Mother’s Day Word Origins
The second Sunday in May is set aside in the United States to celebrate mothers. There is also a Mother's Day celebration in the United Kingdom, Denmark, Finland, Italy, Turkey, Australia, Mexico, Canada, China, Japan, and Belgium. England's "Mothering Sunday," similar to Mother's Day, is also called Mid-Lent Sunday and it is observed on the fourth Sunday in Lent, though it has largely been replaced by Mother's Day on the second Sunday in May. Anna Jarvis, born in Grafton, West Virginia in 1864, started the movement to have a Mother's Day. She wrote letters to politicians, newspaper editors, and church leaders and organized a committee called Mother's Day International Association to promote the new holiday. She wanted Mother's Day to be close to Memorial Day so people would recognize mothers for the sacrifices they made for their families in the same way that servicepeople had for their country. The first official Mother's Day observance was in May 1907. President Woodrow Wilson gave the day national recognition in 1914. Jarvis spent the last years of her life trying to abolish the holiday she had brought into being, because she protested its commercialization.
Mother is one of the surviving words from Anglo-Saxon (starting as modor), which are among the most fundamental words in English. Mother has many cognates in other languages, including Old High German muoter, Dutch moeder, Old Norse mothir, Latin mater, Greek meter, and Sanskrit mat. These words share an Indo-European root. Mother is one of the Anglo-Saxon nouns that has an Anglo-Saxon adjective as well as a Latinate adjective — motherly and maternal — and motherly also came from Old English (modorlic). Mom, a shortened form of momma, was recorded in 1894; momma was first used in 1884. Both are chiefly North American uses. Mamma and mama, created by children reduplicating an instinctive sound, are much earlier terms Ð showing up in the 1500s. In between came mommy (also North American in usage) in 1848, which was a variant of mammy (also 1500s).
The carnation is the floral symbol of Mother's Day and the holiday is associated with the colors red and white. Some people wear white carnations on this day to honor mothers who have died and red or pink for those who are living. The "founder" of Mother's Day, Anna Jarvis, urged people to wear carnations because carnations had been her own Mother's favorite flower. Carnation is the general name for the cultivated variety of the clove-pink. It is likely that the word derived from coronation, as the flower's dented leaves somewhat resemble a crown.
The word family first referred to the servants of a household and then to both the servants and the descendants of a common ancestor. It comes from Latin familia, "household; household servants," which came from another Latin term famulus, "servant." It was not until 1667 that the term was used specifically for the group of persons consisting of parents and their children.
The history of greeting cards goes back hundreds of years.
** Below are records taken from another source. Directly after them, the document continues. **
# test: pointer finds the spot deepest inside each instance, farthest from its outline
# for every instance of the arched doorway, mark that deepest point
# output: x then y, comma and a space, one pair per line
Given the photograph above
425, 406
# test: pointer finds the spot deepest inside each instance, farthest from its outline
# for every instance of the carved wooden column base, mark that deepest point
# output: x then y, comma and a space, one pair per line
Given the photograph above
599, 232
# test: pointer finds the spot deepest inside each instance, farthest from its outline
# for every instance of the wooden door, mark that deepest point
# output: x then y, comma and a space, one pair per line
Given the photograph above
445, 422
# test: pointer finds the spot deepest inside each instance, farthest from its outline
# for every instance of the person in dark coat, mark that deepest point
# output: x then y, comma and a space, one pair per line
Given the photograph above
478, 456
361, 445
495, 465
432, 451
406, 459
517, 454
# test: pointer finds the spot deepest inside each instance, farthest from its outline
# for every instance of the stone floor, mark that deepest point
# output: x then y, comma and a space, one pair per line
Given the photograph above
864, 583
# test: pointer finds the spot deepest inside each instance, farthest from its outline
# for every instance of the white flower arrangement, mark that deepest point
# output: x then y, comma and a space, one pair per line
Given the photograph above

Early greeting cards were hand-delivered and handmade. Their popularity forced the introduction of the first postage stamp in 1840. The oldest known greeting card in existence is one for Valentine's Day, made in the 1400s and now displayed in the British Museum. The most popular card-sending holidays in order are Christmas, Valentine's Day, Mother's Day, Easter, and Father's Day. Together, the Greeting Card Associations says these five card-sending holidays account for 96 percent of individual seasonal card sales.
To nurture means "to feed or nourish a child" and also "to raise and support to maturity." The verb was formed after the noun, which came into English via Anglo-Norman and Old French. As a noun, nurture first referred (c 1330) to a person's training or breeding. The word can be traced back to Latin nutritus, meaning "to nourish."
Daughter is a very old English word, first recorded c. 1000 as dohtor. It descends from Old English and is related to words in many other Indo-European languages, such as Greek thugater. The modern spelling daughter was first used in a 16th century Bible and was popularized by Shakespeare. The word son is quite a bit older, found in Beowulf in 645. It also descends from Old English and is related to words in many other Indo-European languages, such as Greek huios. In 2000, it was estimated that the ratio of the sexes was thus: from birth to under 15 years old there are 1.05 males per 1 female, from 15-64 years of age there are 1.02 males per 1 female, and 65 years and over 0.78 males to 1 female, with the total population being 1.01 males per 1 female.